Data yang diperoleh dianalisis dengan menggunakan uji regresi linier sederhana, uji koefisien determinasi (R²), serta uji t untuk menguji signifikansi pengaruh. Hasil penelitian menunjukkan bahwa aktivitas industri pembakaran batu gamping berdampak terhadap peningkatan konsentrasi CO₂ di lingkungan sekitar. Berdasarkan kondisi kualitas udara di tiga desa penelitian masih atas ambang batas dan satu desa yaitu Desa Trutup yang dibawah ambang batas konsentrasi parameter Indeks Standar Pencemaran Udara (ISPU). Selain itu, terdapat pengaruh yang signifikan antara keberadaan industri terhadap peningkatan pendapatan tenaga kerja, meskipun sebagian besar pendapatan masih di bawah Upah Minimum Kabupaten Tuban. Koefisien determinasi menunjukkan bahwa kontribusi industri terhadap pendapatan tenaga kerja cukup tinggi.
Penelitian ini adalah bahwa industri pembakaran batu gamping memiliki dampak positif dalam bentuk penyediaan lapangan pekerjaan dan peningkatan pendapatan tenaga kerja sebesar Rp.1.500.000,00-Rp.3.000.000,00, namun juga memberikan dampak negatif terhadap kualitas udara. Oleh karena itu, diperlukan pengawasan lingkungan yang ketat serta upaya pengelolaan yang berkelanjutan agar manfaat ekonomi tidak mengorbankan kesehatan masyarakat dan kelestarian lingkungan.
Kata Kunci: industri batu gamping, kualitas udara, karbon dioksida (CO₂), pendapatan tenaga kerja.

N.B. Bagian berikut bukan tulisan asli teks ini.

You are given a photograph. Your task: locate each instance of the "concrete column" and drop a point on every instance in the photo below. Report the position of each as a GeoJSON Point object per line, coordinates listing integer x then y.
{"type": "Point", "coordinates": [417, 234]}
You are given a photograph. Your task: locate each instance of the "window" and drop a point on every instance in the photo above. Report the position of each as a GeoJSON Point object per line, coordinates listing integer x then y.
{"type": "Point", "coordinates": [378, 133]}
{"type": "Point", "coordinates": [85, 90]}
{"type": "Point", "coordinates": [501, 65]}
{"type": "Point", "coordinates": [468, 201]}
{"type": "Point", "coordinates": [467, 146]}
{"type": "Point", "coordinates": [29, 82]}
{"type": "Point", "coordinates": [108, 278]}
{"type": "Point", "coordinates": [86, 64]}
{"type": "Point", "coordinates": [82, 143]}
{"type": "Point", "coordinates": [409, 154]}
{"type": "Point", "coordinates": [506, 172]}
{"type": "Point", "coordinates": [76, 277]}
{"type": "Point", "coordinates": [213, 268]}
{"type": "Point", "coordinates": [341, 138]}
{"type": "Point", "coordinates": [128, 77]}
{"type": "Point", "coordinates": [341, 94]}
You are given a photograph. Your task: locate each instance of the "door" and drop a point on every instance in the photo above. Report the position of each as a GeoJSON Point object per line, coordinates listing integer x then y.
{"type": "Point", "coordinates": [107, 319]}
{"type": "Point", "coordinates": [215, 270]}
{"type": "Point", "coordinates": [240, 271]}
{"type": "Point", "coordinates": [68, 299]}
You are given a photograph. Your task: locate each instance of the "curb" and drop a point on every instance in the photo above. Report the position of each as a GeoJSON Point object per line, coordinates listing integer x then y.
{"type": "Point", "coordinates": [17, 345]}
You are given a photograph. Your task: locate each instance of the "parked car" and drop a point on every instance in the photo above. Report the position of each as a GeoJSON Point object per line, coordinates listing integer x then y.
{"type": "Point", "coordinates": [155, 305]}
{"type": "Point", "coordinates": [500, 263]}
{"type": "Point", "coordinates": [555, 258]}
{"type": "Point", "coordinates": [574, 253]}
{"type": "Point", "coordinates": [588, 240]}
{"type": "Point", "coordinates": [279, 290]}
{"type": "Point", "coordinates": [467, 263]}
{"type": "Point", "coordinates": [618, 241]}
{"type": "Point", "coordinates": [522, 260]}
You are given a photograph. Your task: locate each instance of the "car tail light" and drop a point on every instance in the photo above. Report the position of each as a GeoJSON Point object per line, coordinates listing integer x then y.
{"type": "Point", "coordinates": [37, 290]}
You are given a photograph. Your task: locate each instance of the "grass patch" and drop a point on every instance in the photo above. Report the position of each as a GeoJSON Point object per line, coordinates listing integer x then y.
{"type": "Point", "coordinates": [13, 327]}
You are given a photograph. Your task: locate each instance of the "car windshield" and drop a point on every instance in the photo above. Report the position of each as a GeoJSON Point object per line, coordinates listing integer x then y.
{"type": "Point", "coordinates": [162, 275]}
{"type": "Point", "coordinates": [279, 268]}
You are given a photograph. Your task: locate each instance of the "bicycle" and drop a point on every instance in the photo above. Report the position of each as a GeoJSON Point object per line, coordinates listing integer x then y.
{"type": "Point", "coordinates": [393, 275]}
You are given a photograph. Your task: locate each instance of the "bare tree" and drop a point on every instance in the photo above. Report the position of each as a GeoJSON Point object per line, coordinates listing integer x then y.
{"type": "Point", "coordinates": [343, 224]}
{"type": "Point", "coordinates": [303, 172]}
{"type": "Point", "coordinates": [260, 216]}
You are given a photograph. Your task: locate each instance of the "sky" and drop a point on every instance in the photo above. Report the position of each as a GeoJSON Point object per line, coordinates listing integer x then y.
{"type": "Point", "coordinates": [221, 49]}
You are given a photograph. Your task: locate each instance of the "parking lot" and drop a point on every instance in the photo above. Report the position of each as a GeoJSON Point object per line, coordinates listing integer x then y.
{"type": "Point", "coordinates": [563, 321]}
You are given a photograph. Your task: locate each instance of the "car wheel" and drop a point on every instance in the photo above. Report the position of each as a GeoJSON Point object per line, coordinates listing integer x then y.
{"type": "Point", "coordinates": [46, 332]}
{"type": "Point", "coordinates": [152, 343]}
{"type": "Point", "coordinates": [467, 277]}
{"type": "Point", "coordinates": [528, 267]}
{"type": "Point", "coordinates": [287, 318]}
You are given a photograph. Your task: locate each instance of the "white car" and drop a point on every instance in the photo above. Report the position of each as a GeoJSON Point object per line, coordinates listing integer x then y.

THE IMPACT OF THE LIMESTONE BURNING INDUSTRY ON ENVIRONMENTAL CONDITIONS IN PLUMPANG DISTRICT, TUBAN REGENCY
This study aims to analyze the impact of the limestone burning industry on air quality and labor income in Plumpang Sub-district, Tuban Regency. The rapidly growing limestone burning activity in this area contributes to changes in environmental conditions, especially air pollution characterized by increased levels of carbon dioxide (CO₂) and socio-economic impacts in the form of increased income for people working in the sector. The research method used was a quantitative approach with a survey design. Data were obtained through field observations, air quality measurements using a CO₂ meter, distributing questionnaires to 100 workforce respondents, and in-depth interviews. The research location included four villages, namely Trutup, Kesamben, Kepohagung, and Sumberagung.
The data obtained were analyzed using simple linear regression test, coefficient of determination (R²) test, and t-test to test the significance of the effect. The results showed that the limestone burning industry has an impact on increasing CO₂ concentrations in the surrounding environment. Based on the condition of air quality in the three research villages, it is still above the threshold and one village, namely Trutup Village, is below the threshold concentration of the Air Pollution Standard Index (ISPU) parameter. In addition, there is a significant influence between the presence of industry on increasing labor income, although most of the income is still below the Tuban Regency Minimum Wage. The coefficient of determination shows that the industry's contribution to labor income is quite high.
This research is that the limestone burning industry has a positive impact in the form of providing employment and increasing labor income by Rp.1,500,000.00-Rp.3,000,000.00, but also has a negative impact on air quality. Therefore, strict environmental monitoring and sustainable management efforts are needed so that economic benefits do not come at the expense of public health and environmental sustainability.
Keywords: limestone industry, air quality, carbon dioxide (CO₂), labor income.